Shortly after the vote, lawmakers from right-wing parties said they had already filed a legal challenge with the council.

It will have a month to make a ruling and opponents are hoping that in the meantime they can build up enough pressure to force Hollande, who has been steadfast in supporting the bill, to back down from signing it.

Tens of thousands have taken to the streets in recent months to oppose the bill, in demonstrations that have occasionally spilled over into violence.

Earlier France's Minister for Women's Rights Najat Vallaud-Belkacem told The Local that violence cannot be tolerated.
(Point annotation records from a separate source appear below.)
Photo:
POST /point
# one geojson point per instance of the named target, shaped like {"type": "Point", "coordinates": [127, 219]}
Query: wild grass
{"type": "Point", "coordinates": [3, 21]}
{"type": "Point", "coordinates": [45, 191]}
“The violence is unacceptable and I condemn it in the strongest terms,” said Vallaud-Belkacem.

“In recent weeks we have seen a radicalization of some opponents of the bill. However, I will not confuse the peaceful protesters with those more extreme opponents, who do not hesitate to resort to violence – whether it's aggression towards elected officials, death threats or homophobic insults,” the minister added.

Riot police surrounded the National Assembly on Tuesday evening as anti-gay marriage protesters were due to hold a march at 7pm.

Meanwhile across town in the city's gay district the Marais, supporters gathered to celebrate the passing of the bill.

One of those who was "happy" to see gay marriage voted into law was Wilfred de Bruijn, who was the subject of a vicious homophobic attack two weeks ago.

"A law does not change society but I am happy," de Bruijn told The Local.

 If Hollande signs the law, France will join eight other European countries – the Netherlands, Belgium, Spain, Norway, Sweden, Portugal, Iceland and Denmark – in legalising same-sex marriages.

New Zealand on April 17 became the first Asia-Pacific country to legalise same-sex marriages after a parliamentary vote overwhelmingly backed the move.